Now if a picture is worth a thousand words, a video is worth a million. I tried (and failed miserably) to embed the video into this blog post. However, I have the link in the sources below. Please check out the video at the oh, say, 2:39 minute mark to relive Mr. Brett's...response to being called out for his pine tar transgression.
Even three decades later, the legend lives on. Although George Brett achieved countless accolades as a player, culminating with his elevation to the Parthenon that is the Hall of Fame, this incident is what he is best known for (at least outside of Kansas City). Even the man himself offers these comments:
“That’s what I’m known for. It could be worse,” quipped Brett.
Although in retrospect it is a trivial, almost laughable matter, it still has some significance today. On the one hand, it shows the value of knowing the rules. Billy Martin, the legendary Yankee skipper, drew on years of experience to snatch victory (albeit temporarily) from the jaws of a two-run shot by knowing the rules. On the other, you have to hand it to Brett for his passion.
Please note, I said passion, not violence. If you watch the video, it's clear George is not amused.
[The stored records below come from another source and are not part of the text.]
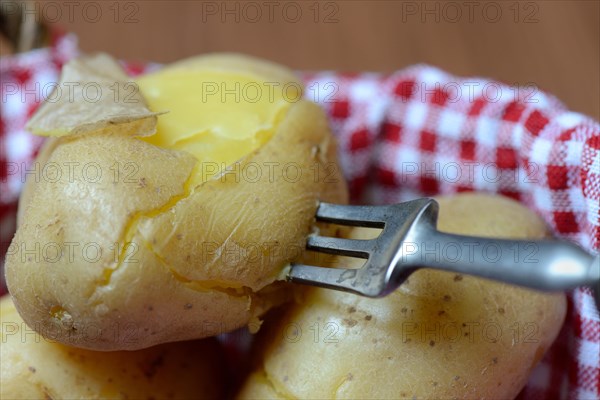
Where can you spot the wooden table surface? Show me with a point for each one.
(552, 44)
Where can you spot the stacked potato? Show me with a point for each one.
(439, 336)
(194, 216)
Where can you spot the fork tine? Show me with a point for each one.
(347, 247)
(334, 278)
(366, 216)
I have no doubt that he uttered a few words that ended in the letters "E R." Sure, he had to be "restrained" from physically assaulting the umpire. But would he really have hit him? I doubt it. Here's why.
George Brett grew up around baseball. His father and brothers played the game. He was drafted out of high school into the Royals organization. He came of age during what was a golden age of baseball, before steroids and $11.00 draft beers at the ball park. He both knew and respected the game.
Now is it possible his rage might have gotten the best of him? Sure. Prisons across our country are filled with folks whose rage did. And I'm no Brett fan, especially against the Yankees. But if you watch the video, you see (at least I do) someone who is engaging in that most noble of baseball rituals, the rant. It reminds me of Earl Weaver at his best. Angry, profane, the infield as his stage, the kicked dirt as his prop,...and consciously aware of the crowd howling in approval. But not violent.
And in the end, it was Brett and the Royals who had the last laugh. The call was reversed, the home run stood and the Royals won the game a month later. As for the bat, well, it made it to Cooperstown...along with Brett and Billy.
For me, that is the legacy of the pine tar incident. A bit of drama, a bit more of righteous fury and a video that still can make a baseball fan smile. But no violence, no blood shed. And that is a welcome hiatus from what is going on in the world today.